My new friends asked me to take some pictures of the thriving goat herd to give to Chatral Rinpoche, and they gathered all 88 goats from their respective fields for the photo shoot. They were all male goats, and so did a lot of head butting as they sparred at the feeding troth. We then walked up to the temple and they gave me a tour. Chatral Rinpoche’s portrait was painted on the wall along with his root teacher and the main figures of the Longchen Nyingthig lineage. There were also Buddhist figures important to the region painted on the wall. Chatral Rinpoche is known for embracing the local culture in addition to flawlessly preserving his own Tibetan Buddhist lineages. The Hindu/Buddhist shrine he built in Pharping in 2008 is an example of that.

My friends built a small snowman and we all posed for a photo in front of it. I hope to return next fall for a one-month retreat if I can get the necessary permissions. They gave me one of their goat herding sticks and it seemed to possess magic powers to prevent fatigue. The same hill that had taken me 45 minutes to climb down took me 30 minutes to climb straight up.

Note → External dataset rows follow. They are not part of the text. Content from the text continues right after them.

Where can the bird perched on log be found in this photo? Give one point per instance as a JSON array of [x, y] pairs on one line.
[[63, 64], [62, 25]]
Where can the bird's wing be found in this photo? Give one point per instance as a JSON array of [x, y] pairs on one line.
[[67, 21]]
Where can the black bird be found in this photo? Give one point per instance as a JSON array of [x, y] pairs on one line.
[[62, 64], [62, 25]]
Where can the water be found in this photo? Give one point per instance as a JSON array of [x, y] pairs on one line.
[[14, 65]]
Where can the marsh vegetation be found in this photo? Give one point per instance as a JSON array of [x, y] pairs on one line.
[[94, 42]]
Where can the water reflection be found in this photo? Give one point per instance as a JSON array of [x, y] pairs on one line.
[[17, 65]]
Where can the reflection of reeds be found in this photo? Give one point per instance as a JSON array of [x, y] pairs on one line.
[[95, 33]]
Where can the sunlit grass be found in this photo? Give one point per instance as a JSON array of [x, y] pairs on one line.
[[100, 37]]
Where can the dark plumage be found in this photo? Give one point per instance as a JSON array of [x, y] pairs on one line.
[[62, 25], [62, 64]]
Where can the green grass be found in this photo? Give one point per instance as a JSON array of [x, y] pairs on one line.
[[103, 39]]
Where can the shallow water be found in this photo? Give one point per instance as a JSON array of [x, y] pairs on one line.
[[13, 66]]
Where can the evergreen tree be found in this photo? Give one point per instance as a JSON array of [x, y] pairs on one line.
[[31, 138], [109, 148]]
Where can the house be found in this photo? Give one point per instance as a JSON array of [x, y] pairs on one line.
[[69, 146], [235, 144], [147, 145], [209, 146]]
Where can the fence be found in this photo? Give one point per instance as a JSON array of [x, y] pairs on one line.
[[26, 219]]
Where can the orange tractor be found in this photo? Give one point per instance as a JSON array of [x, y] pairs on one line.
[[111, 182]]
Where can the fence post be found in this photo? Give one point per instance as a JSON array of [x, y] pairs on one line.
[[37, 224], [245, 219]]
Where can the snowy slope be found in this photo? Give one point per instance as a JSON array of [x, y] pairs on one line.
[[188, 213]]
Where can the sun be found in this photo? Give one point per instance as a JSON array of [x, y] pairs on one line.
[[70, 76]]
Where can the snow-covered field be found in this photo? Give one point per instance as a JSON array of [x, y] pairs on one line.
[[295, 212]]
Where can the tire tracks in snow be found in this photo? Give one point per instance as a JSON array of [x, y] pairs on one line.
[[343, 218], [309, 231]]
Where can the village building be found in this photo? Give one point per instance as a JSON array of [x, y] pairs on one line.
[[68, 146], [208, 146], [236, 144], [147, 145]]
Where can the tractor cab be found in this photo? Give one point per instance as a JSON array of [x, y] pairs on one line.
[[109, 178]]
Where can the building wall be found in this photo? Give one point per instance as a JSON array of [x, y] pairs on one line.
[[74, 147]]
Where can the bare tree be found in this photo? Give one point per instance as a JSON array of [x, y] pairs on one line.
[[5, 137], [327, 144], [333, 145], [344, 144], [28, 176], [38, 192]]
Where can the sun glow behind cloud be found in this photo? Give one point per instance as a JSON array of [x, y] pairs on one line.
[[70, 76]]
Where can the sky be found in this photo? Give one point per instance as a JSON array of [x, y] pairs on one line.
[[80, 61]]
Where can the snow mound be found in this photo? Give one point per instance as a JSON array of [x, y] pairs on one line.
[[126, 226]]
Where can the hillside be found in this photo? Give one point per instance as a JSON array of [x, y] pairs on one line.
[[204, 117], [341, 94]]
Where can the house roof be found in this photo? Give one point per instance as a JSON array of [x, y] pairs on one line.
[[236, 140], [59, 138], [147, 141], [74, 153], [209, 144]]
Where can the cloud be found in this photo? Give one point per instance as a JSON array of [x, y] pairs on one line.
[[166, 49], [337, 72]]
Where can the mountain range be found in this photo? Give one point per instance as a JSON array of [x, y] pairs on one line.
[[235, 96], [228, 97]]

That New Year’s Day Evening I took a photo of the full moon that I had no idea my digital Powershot SX10 camera was capable of. I admit, I am quite proud of my 80x zoom. To celebrate the photographic achievement (and the New Years of course) I invented an exotic mountain drink that combined hot chocolate and a locally made coffee liqueur called Mustang Roksi.
The next day, I climbed to the top of the highest mountain in the area, and thanks to the magic stick was able to climb it one hour faster than local estimates. A Guru Padmasambhava stupa topped the peak of the mountain and circumambulating it, you could see mountain ranges in every direction. I have captured that on video here. I spent four hours doing meditation and prayers there (and taking pictures of course), the best of which you can see here.I made a smoke/incense offering in the large burner by the stupa and repaired a number of prayer flags that had been knocked down by the wind. This mountaintop felt like home to me and may very well be my favorite place in the world.


The next morning, I descended toward the river to visit a cave that Milarepa had meditated in. Milarepa is the most famous Tibetan-born Buddhist of all time and you can read about him here. I meditated in his cave for ½ hour after offering a large butter lamp (Buddhist candle) and it was easily the most poignant meditation of my life. Thanks to being supercharged by this experience (and with the magic stick of course), I made it from the cave to my destination (Thimbu, where I caught my bus) in less than half the time estimated by the locals.

Yolmo is truly a paradise for Buddhist practitioners and I will do whatever I can to return in the fall.